Other views: Take action now to avoid more WebSmart fiascos
The Sunday/Monday Forum articles, "The WebSmart fiasco" and editorial seeking legislative reforms prove to be very thought provocative articles.
The Sunday/Monday Forum articles, "The WebSmart fiasco" and editorial seeking legislative reforms prove to be very thought provocative articles. The articles relate to two lists, "$2 million aid from the public purse" and those "standing in line to collect approximately $1.4 million of debt." The editorial urges the North Dakota Legislature to be more accountable concerning how our tax dollars are being used.
We need action now; we can't wait two years.
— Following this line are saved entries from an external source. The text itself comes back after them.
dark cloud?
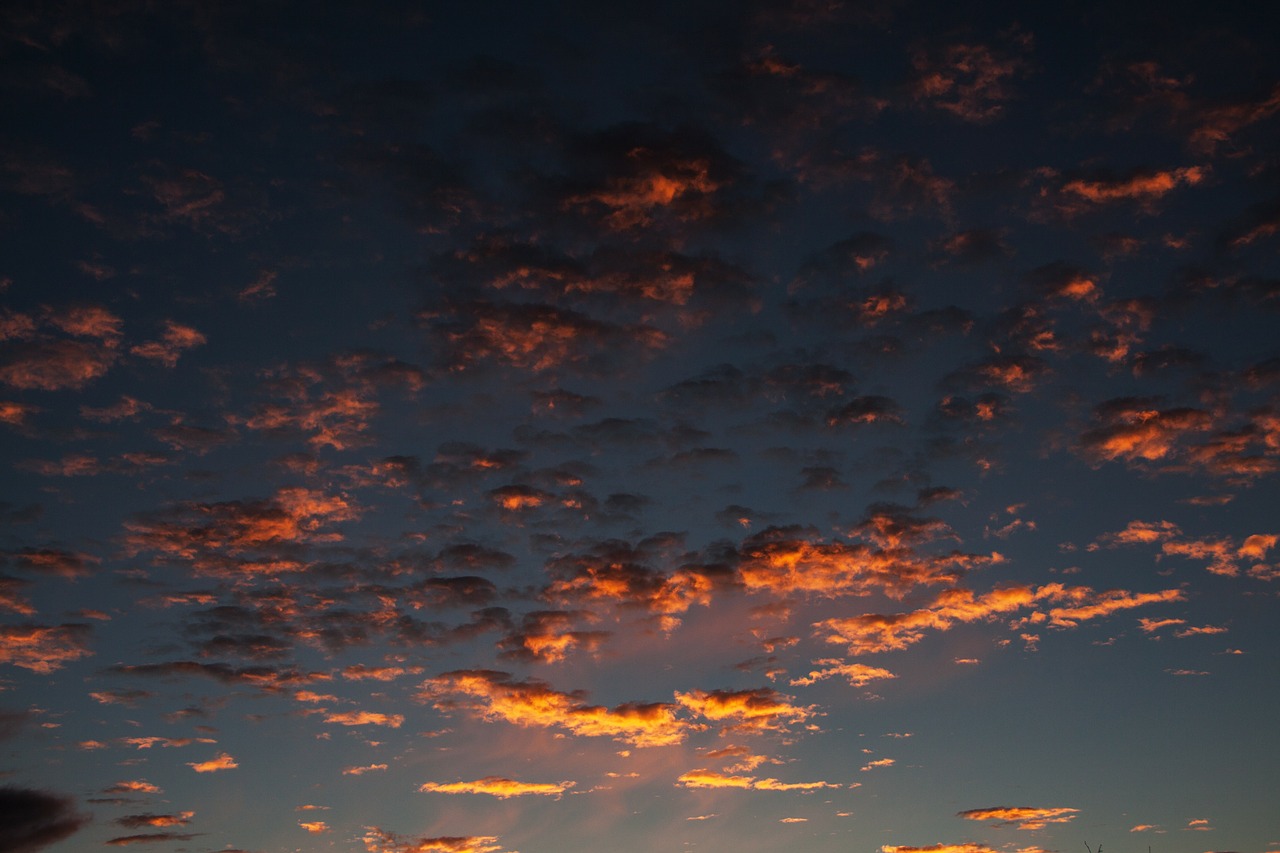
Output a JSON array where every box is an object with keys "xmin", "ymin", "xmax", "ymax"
[{"xmin": 0, "ymin": 787, "xmax": 90, "ymax": 853}]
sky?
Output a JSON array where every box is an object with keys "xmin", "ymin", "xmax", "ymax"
[{"xmin": 2, "ymin": 1, "xmax": 1279, "ymax": 852}]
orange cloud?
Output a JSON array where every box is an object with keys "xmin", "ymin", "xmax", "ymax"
[
  {"xmin": 420, "ymin": 670, "xmax": 689, "ymax": 747},
  {"xmin": 912, "ymin": 41, "xmax": 1026, "ymax": 122},
  {"xmin": 123, "ymin": 487, "xmax": 358, "ymax": 575},
  {"xmin": 46, "ymin": 304, "xmax": 124, "ymax": 341},
  {"xmin": 187, "ymin": 752, "xmax": 238, "ymax": 772},
  {"xmin": 419, "ymin": 776, "xmax": 575, "ymax": 799},
  {"xmin": 1061, "ymin": 167, "xmax": 1205, "ymax": 205},
  {"xmin": 118, "ymin": 736, "xmax": 216, "ymax": 749},
  {"xmin": 563, "ymin": 143, "xmax": 723, "ymax": 231},
  {"xmin": 736, "ymin": 526, "xmax": 999, "ymax": 600},
  {"xmin": 0, "ymin": 399, "xmax": 39, "ymax": 425},
  {"xmin": 1080, "ymin": 400, "xmax": 1214, "ymax": 465},
  {"xmin": 1138, "ymin": 617, "xmax": 1185, "ymax": 633},
  {"xmin": 1094, "ymin": 520, "xmax": 1181, "ymax": 547},
  {"xmin": 789, "ymin": 660, "xmax": 896, "ymax": 687},
  {"xmin": 104, "ymin": 780, "xmax": 162, "ymax": 794},
  {"xmin": 342, "ymin": 664, "xmax": 424, "ymax": 681},
  {"xmin": 1036, "ymin": 586, "xmax": 1185, "ymax": 628},
  {"xmin": 361, "ymin": 827, "xmax": 513, "ymax": 853},
  {"xmin": 1239, "ymin": 533, "xmax": 1277, "ymax": 560},
  {"xmin": 1161, "ymin": 537, "xmax": 1240, "ymax": 576},
  {"xmin": 815, "ymin": 586, "xmax": 1039, "ymax": 655},
  {"xmin": 300, "ymin": 821, "xmax": 331, "ymax": 833},
  {"xmin": 957, "ymin": 806, "xmax": 1079, "ymax": 830},
  {"xmin": 861, "ymin": 758, "xmax": 895, "ymax": 771},
  {"xmin": 426, "ymin": 301, "xmax": 667, "ymax": 373},
  {"xmin": 1189, "ymin": 82, "xmax": 1280, "ymax": 154},
  {"xmin": 674, "ymin": 688, "xmax": 813, "ymax": 733},
  {"xmin": 324, "ymin": 711, "xmax": 405, "ymax": 728},
  {"xmin": 818, "ymin": 584, "xmax": 1184, "ymax": 655},
  {"xmin": 499, "ymin": 610, "xmax": 610, "ymax": 663},
  {"xmin": 0, "ymin": 339, "xmax": 115, "ymax": 390},
  {"xmin": 545, "ymin": 546, "xmax": 722, "ymax": 628},
  {"xmin": 7, "ymin": 546, "xmax": 99, "ymax": 578},
  {"xmin": 882, "ymin": 844, "xmax": 999, "ymax": 853},
  {"xmin": 129, "ymin": 320, "xmax": 206, "ymax": 367},
  {"xmin": 0, "ymin": 623, "xmax": 93, "ymax": 672},
  {"xmin": 675, "ymin": 769, "xmax": 842, "ymax": 791},
  {"xmin": 343, "ymin": 764, "xmax": 388, "ymax": 776}
]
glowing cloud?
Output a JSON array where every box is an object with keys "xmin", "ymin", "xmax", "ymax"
[
  {"xmin": 418, "ymin": 777, "xmax": 576, "ymax": 799},
  {"xmin": 186, "ymin": 752, "xmax": 238, "ymax": 773},
  {"xmin": 957, "ymin": 806, "xmax": 1079, "ymax": 830},
  {"xmin": 420, "ymin": 670, "xmax": 689, "ymax": 747},
  {"xmin": 361, "ymin": 827, "xmax": 513, "ymax": 853}
]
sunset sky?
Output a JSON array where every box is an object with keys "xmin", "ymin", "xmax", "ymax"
[{"xmin": 2, "ymin": 2, "xmax": 1279, "ymax": 852}]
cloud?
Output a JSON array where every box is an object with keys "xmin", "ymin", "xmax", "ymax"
[
  {"xmin": 1079, "ymin": 398, "xmax": 1214, "ymax": 465},
  {"xmin": 1189, "ymin": 82, "xmax": 1280, "ymax": 155},
  {"xmin": 675, "ymin": 769, "xmax": 842, "ymax": 791},
  {"xmin": 360, "ymin": 827, "xmax": 514, "ymax": 853},
  {"xmin": 816, "ymin": 584, "xmax": 1184, "ymax": 655},
  {"xmin": 736, "ymin": 524, "xmax": 999, "ymax": 600},
  {"xmin": 957, "ymin": 806, "xmax": 1079, "ymax": 830},
  {"xmin": 343, "ymin": 764, "xmax": 388, "ymax": 776},
  {"xmin": 419, "ymin": 669, "xmax": 690, "ymax": 747},
  {"xmin": 117, "ymin": 736, "xmax": 216, "ymax": 749},
  {"xmin": 109, "ymin": 660, "xmax": 331, "ymax": 691},
  {"xmin": 114, "ymin": 813, "xmax": 194, "ymax": 828},
  {"xmin": 1093, "ymin": 520, "xmax": 1181, "ymax": 547},
  {"xmin": 341, "ymin": 664, "xmax": 423, "ymax": 682},
  {"xmin": 123, "ymin": 487, "xmax": 359, "ymax": 575},
  {"xmin": 422, "ymin": 300, "xmax": 667, "ymax": 374},
  {"xmin": 0, "ymin": 339, "xmax": 115, "ymax": 390},
  {"xmin": 674, "ymin": 688, "xmax": 813, "ymax": 733},
  {"xmin": 880, "ymin": 840, "xmax": 998, "ymax": 845},
  {"xmin": 789, "ymin": 660, "xmax": 896, "ymax": 687},
  {"xmin": 0, "ymin": 623, "xmax": 93, "ymax": 672},
  {"xmin": 102, "ymin": 781, "xmax": 162, "ymax": 794},
  {"xmin": 498, "ymin": 610, "xmax": 610, "ymax": 663},
  {"xmin": 825, "ymin": 395, "xmax": 906, "ymax": 427},
  {"xmin": 129, "ymin": 320, "xmax": 206, "ymax": 367},
  {"xmin": 418, "ymin": 776, "xmax": 575, "ymax": 799},
  {"xmin": 186, "ymin": 752, "xmax": 238, "ymax": 772},
  {"xmin": 0, "ymin": 787, "xmax": 90, "ymax": 853},
  {"xmin": 105, "ymin": 833, "xmax": 200, "ymax": 846},
  {"xmin": 554, "ymin": 123, "xmax": 748, "ymax": 233},
  {"xmin": 911, "ymin": 40, "xmax": 1028, "ymax": 122},
  {"xmin": 544, "ymin": 540, "xmax": 727, "ymax": 627},
  {"xmin": 1059, "ymin": 166, "xmax": 1206, "ymax": 207},
  {"xmin": 299, "ymin": 822, "xmax": 330, "ymax": 834},
  {"xmin": 324, "ymin": 711, "xmax": 405, "ymax": 728},
  {"xmin": 4, "ymin": 546, "xmax": 99, "ymax": 578}
]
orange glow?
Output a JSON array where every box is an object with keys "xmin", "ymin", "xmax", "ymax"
[
  {"xmin": 420, "ymin": 670, "xmax": 690, "ymax": 747},
  {"xmin": 675, "ymin": 688, "xmax": 812, "ymax": 732},
  {"xmin": 957, "ymin": 806, "xmax": 1079, "ymax": 829},
  {"xmin": 186, "ymin": 752, "xmax": 238, "ymax": 773},
  {"xmin": 418, "ymin": 776, "xmax": 575, "ymax": 798},
  {"xmin": 789, "ymin": 660, "xmax": 896, "ymax": 687},
  {"xmin": 323, "ymin": 711, "xmax": 405, "ymax": 728},
  {"xmin": 1062, "ymin": 167, "xmax": 1205, "ymax": 203},
  {"xmin": 361, "ymin": 828, "xmax": 513, "ymax": 853},
  {"xmin": 0, "ymin": 623, "xmax": 93, "ymax": 673}
]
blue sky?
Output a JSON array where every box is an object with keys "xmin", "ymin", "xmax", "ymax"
[{"xmin": 2, "ymin": 1, "xmax": 1278, "ymax": 852}]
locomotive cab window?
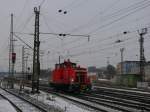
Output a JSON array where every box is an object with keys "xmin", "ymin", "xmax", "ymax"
[{"xmin": 76, "ymin": 72, "xmax": 85, "ymax": 83}]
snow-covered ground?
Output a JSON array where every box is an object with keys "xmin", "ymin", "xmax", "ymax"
[
  {"xmin": 30, "ymin": 91, "xmax": 94, "ymax": 112},
  {"xmin": 0, "ymin": 99, "xmax": 17, "ymax": 112},
  {"xmin": 0, "ymin": 87, "xmax": 45, "ymax": 112},
  {"xmin": 14, "ymin": 85, "xmax": 94, "ymax": 112}
]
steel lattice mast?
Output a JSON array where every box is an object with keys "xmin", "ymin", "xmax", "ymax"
[{"xmin": 31, "ymin": 7, "xmax": 40, "ymax": 93}]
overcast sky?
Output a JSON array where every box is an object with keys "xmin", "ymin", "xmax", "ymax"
[{"xmin": 0, "ymin": 0, "xmax": 150, "ymax": 71}]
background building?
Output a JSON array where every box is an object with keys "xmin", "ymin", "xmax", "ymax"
[
  {"xmin": 117, "ymin": 61, "xmax": 140, "ymax": 74},
  {"xmin": 117, "ymin": 61, "xmax": 150, "ymax": 83}
]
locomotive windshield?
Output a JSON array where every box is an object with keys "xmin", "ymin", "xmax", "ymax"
[{"xmin": 75, "ymin": 70, "xmax": 87, "ymax": 83}]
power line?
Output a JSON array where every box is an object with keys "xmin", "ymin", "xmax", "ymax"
[
  {"xmin": 88, "ymin": 1, "xmax": 150, "ymax": 35},
  {"xmin": 64, "ymin": 15, "xmax": 150, "ymax": 48},
  {"xmin": 13, "ymin": 33, "xmax": 33, "ymax": 50},
  {"xmin": 69, "ymin": 0, "xmax": 121, "ymax": 33},
  {"xmin": 68, "ymin": 0, "xmax": 149, "ymax": 35},
  {"xmin": 14, "ymin": 25, "xmax": 150, "ymax": 61},
  {"xmin": 42, "ymin": 26, "xmax": 149, "ymax": 59},
  {"xmin": 38, "ymin": 1, "xmax": 150, "ymax": 50},
  {"xmin": 61, "ymin": 14, "xmax": 150, "ymax": 48},
  {"xmin": 17, "ymin": 14, "xmax": 34, "ymax": 32},
  {"xmin": 40, "ymin": 0, "xmax": 46, "ymax": 7},
  {"xmin": 66, "ymin": 30, "xmax": 150, "ymax": 61},
  {"xmin": 58, "ymin": 0, "xmax": 89, "ymax": 13},
  {"xmin": 63, "ymin": 28, "xmax": 137, "ymax": 52},
  {"xmin": 66, "ymin": 33, "xmax": 140, "ymax": 58},
  {"xmin": 15, "ymin": 0, "xmax": 29, "ymax": 29}
]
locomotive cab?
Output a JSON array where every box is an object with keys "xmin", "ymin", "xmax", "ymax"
[{"xmin": 75, "ymin": 68, "xmax": 91, "ymax": 91}]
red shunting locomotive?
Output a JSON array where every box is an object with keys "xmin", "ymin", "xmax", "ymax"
[{"xmin": 50, "ymin": 59, "xmax": 92, "ymax": 92}]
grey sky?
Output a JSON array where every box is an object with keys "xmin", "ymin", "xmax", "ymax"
[{"xmin": 0, "ymin": 0, "xmax": 150, "ymax": 71}]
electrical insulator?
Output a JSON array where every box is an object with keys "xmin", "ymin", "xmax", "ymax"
[
  {"xmin": 64, "ymin": 11, "xmax": 67, "ymax": 14},
  {"xmin": 58, "ymin": 9, "xmax": 62, "ymax": 12},
  {"xmin": 59, "ymin": 34, "xmax": 62, "ymax": 36}
]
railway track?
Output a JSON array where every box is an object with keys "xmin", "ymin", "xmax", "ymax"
[
  {"xmin": 93, "ymin": 87, "xmax": 150, "ymax": 104},
  {"xmin": 39, "ymin": 86, "xmax": 112, "ymax": 112},
  {"xmin": 0, "ymin": 87, "xmax": 45, "ymax": 112},
  {"xmin": 83, "ymin": 86, "xmax": 150, "ymax": 112},
  {"xmin": 11, "ymin": 84, "xmax": 150, "ymax": 112},
  {"xmin": 39, "ymin": 86, "xmax": 140, "ymax": 112},
  {"xmin": 40, "ymin": 85, "xmax": 150, "ymax": 112},
  {"xmin": 0, "ymin": 87, "xmax": 63, "ymax": 112},
  {"xmin": 0, "ymin": 91, "xmax": 22, "ymax": 112},
  {"xmin": 78, "ymin": 92, "xmax": 150, "ymax": 112},
  {"xmin": 47, "ymin": 90, "xmax": 112, "ymax": 112}
]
Not surprising, the First Western Bank and Trust of Minot and the State Bank of North Dakota do not appear on either list. They are now the "owner of record" of property valued at $792,200. The $860,000 investment in land and property, ($60,000 from the city of Minot for land, $500,000 from the N.D. PACE Fund for the building, $300,000 from the N.D. Development Fund for construction) apparently had no mortgages and was spent on something else (???). WebSmart then asked for and received a $1 million loan from the First Western Bank and Trust, using the property as collateral. The banks may well have "personal guaranties" from each WebSmart principal. The two banks did as they should, business as normal, creating as little risk to stockholders as possible.
Wouldn't it be better if the above three government entities now held the mortgage and had "personal guaranties" from WebSmart principles?
A "financial information clause" must be required whereby "the borrower agrees to provide, upon request, any financial statement or information to the lender that may be deemed necessary with a warrant that this information be accurate, correct and complete." The individuals managing these government entities, whether elected or appointed, must have the ultimate responsibility for constant review of the profitability, financial condition and compliance of each loan or grant.
WebSmart should have filed three federal and state tax returns 2000, -01 and -02. An annual review of these documents should have afforded sufficient information of WebSmart's deteriorating financial condition to cause alarm.
Why is financial reporting to government entities not now a requirement?
Why are personal guarantees of the borrowers not required by government lenders?
Can not these requirements be added now instead of waiting for legislation in 2005?
Nowatzki is a Jamestown, N.D., businessman.